Marber starts with the abortive suicide of the hero and then backtracks to trace the source of his despair. In the racy first half we learn that Howard, a barber's son, is an unusually rebarbative showbiz agent who tells his clients the blistering truth. "You're like a skull on a stick," he informs one face-lifted actress. But gradually the rich, clever but hollow Howard loses his wife, alienates his father and is relieved of his business. We then watch his life spiralling downwards as he is rejected by everyone, gambles away his remaining money, and apostrophises an uncaring God like a traumatised Tevye the Milkman.
In both Dealer's Choice and Closer, Marber showed a mature understanding of urban solitude. But here it is hard to work out whether Howard's problems are individual or social. At one moment Marber implies that Howard, whose father guiltily confesses to an affair, is the victim of collapsing Jewish family values and orthodox faith: "You never believed anything," his father tells him, "so you don't know who you are." But at other times Marber implies that it is impossible to be good in our corrupt world, where TV gardeners and chefs are revered as secular icons.

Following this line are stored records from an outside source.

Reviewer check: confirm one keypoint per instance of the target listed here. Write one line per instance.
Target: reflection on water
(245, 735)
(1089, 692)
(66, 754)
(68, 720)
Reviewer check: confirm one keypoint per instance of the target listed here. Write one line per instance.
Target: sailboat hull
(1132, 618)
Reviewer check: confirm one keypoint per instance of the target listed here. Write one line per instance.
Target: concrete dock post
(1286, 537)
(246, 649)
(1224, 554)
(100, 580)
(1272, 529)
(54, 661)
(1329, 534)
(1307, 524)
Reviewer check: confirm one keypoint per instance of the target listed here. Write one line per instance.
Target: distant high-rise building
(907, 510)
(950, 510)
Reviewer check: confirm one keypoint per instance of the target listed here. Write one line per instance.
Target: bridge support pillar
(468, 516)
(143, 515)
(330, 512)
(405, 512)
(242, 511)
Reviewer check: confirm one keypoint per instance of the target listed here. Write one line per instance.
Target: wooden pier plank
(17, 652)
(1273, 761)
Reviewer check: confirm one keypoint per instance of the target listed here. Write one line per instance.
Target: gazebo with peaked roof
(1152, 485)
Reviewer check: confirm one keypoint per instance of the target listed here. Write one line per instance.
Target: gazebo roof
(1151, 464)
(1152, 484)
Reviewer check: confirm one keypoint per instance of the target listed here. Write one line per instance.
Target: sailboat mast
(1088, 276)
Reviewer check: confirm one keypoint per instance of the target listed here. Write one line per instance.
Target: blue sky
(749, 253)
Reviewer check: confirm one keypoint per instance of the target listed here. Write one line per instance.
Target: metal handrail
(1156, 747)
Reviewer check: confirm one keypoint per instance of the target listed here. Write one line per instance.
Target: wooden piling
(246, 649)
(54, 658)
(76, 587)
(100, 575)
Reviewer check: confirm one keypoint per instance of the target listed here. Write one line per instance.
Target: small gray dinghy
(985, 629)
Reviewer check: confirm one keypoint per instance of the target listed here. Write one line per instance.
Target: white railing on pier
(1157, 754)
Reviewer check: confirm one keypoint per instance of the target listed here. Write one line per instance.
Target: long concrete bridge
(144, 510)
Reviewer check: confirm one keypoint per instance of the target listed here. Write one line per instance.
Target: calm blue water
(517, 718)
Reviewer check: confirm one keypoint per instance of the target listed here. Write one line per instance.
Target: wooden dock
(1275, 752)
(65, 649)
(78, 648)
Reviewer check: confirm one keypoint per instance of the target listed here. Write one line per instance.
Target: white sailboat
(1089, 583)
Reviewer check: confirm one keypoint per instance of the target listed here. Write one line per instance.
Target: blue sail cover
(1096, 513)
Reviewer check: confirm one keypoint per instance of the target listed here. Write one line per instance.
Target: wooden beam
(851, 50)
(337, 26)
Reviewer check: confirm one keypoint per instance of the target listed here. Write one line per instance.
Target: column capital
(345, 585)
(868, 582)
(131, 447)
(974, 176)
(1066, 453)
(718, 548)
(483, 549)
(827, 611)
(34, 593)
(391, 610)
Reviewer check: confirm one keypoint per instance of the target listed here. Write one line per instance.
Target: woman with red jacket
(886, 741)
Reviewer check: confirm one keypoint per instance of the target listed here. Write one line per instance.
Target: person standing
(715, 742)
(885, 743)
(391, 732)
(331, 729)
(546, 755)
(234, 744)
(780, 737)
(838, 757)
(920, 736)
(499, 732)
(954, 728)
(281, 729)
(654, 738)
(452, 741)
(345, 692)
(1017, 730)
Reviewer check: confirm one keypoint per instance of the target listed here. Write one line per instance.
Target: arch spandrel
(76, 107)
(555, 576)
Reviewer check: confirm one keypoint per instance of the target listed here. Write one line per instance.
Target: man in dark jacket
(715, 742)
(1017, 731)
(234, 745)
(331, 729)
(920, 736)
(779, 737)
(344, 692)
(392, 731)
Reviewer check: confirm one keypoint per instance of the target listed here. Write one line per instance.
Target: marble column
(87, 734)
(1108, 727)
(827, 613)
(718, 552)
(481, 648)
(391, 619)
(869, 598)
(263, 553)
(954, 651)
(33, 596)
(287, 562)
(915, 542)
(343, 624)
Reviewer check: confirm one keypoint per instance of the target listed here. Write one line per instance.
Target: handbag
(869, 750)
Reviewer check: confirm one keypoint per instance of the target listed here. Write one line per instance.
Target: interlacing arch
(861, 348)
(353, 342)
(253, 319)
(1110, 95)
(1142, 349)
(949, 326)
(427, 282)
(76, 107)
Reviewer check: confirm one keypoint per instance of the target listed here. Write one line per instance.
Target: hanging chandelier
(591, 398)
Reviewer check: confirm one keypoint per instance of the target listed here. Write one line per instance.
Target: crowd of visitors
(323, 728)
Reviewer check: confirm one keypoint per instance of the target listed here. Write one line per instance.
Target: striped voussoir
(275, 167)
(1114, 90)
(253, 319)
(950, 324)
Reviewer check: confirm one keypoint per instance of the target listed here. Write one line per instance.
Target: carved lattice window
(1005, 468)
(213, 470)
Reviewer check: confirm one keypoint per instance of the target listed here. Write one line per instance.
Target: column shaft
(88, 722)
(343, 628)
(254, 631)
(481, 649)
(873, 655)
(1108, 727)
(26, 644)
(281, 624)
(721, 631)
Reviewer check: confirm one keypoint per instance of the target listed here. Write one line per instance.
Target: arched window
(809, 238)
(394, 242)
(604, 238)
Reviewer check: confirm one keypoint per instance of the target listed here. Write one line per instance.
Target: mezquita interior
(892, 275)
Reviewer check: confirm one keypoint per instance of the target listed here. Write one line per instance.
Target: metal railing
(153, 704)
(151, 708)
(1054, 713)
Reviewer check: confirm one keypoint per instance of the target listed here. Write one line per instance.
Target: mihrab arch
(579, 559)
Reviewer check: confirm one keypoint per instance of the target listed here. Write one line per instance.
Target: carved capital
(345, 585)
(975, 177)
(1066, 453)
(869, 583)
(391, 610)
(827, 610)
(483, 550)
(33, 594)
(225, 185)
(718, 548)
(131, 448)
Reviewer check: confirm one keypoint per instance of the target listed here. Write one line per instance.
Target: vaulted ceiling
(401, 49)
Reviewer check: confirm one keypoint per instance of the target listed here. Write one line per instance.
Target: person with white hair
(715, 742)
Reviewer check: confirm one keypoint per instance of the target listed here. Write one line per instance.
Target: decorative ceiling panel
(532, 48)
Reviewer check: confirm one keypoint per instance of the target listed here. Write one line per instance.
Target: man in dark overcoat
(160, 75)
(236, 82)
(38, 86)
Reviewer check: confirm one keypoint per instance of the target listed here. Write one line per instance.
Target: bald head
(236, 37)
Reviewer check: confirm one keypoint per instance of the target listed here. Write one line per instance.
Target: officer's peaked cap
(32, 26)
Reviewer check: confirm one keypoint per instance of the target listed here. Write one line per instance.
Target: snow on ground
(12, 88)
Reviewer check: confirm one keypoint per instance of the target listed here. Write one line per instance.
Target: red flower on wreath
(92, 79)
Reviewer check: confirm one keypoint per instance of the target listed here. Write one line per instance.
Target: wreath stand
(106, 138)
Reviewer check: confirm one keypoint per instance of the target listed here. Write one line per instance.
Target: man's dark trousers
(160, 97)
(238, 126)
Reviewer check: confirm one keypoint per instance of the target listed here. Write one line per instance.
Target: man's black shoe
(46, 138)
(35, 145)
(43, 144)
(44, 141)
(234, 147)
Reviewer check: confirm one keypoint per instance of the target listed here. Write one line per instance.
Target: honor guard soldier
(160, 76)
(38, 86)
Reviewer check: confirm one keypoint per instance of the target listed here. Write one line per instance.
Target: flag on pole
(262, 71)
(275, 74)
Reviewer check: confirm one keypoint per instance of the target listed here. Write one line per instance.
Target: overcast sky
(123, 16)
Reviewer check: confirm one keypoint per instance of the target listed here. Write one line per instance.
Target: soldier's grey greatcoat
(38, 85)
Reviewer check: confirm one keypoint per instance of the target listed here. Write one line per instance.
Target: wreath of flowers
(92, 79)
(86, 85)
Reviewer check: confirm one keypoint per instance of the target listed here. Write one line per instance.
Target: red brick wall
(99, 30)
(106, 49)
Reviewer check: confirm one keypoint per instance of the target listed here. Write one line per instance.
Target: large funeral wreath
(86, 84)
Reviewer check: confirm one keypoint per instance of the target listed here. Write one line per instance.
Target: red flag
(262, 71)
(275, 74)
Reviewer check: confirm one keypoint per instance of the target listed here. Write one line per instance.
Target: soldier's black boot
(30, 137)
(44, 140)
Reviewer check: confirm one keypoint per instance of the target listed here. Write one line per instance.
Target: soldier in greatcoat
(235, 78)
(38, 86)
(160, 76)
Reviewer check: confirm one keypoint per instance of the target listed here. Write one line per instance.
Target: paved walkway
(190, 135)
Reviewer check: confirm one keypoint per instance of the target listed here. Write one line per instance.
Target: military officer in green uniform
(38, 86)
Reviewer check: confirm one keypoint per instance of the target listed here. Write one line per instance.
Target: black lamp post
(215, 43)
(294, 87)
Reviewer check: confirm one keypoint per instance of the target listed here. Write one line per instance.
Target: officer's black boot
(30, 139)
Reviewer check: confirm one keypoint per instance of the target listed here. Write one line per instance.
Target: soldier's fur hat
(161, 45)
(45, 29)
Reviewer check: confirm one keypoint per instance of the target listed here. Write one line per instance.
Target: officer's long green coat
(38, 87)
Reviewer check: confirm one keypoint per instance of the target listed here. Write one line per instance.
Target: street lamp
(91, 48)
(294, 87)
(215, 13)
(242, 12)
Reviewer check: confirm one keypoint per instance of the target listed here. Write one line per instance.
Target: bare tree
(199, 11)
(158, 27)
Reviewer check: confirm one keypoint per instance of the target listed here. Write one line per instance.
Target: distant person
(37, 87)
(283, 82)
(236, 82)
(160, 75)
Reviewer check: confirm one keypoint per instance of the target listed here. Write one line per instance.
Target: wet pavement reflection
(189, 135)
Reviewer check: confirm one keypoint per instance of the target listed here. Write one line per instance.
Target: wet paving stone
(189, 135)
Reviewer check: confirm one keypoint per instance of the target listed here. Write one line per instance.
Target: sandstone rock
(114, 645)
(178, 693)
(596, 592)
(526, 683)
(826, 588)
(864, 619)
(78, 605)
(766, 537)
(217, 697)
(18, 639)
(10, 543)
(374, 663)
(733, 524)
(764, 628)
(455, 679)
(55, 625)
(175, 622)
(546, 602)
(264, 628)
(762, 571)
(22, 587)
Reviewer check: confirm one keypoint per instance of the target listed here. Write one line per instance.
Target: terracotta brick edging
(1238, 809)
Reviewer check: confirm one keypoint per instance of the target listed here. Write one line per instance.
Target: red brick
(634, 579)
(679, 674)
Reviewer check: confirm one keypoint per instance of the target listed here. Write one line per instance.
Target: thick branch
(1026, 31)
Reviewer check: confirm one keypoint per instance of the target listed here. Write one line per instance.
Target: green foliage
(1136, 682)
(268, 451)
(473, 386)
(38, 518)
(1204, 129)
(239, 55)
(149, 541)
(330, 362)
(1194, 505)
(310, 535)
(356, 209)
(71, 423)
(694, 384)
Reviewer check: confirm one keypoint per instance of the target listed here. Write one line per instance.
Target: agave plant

I suspect that, unconsciously, Marber is trying to write a modern Death of a Salesman; but, unlike Miller, he never establishes a molten link between his hero's private flaws and the false dreams imposed by society. So one is left to take what pleasure one can in some sharp showbiz satire and odd zingers such as Howard's remark to his wife: "Your capacity for happiness can be very depressing."
Ron Cook lends the hero the right mix of abrasiveness, ebullience and self-loathing. And in Marber's own production, played in the Cottesloe Theatre on a fast-moving revolve, with the actors assuming multiple roles, there is good support from Trevor Peacock as Howard's essentially decent dad, and from Mossie Smith as his cultured wife. The play is never dull, but leaves one feeling that Marber follows too many paths on the way to Howard's end.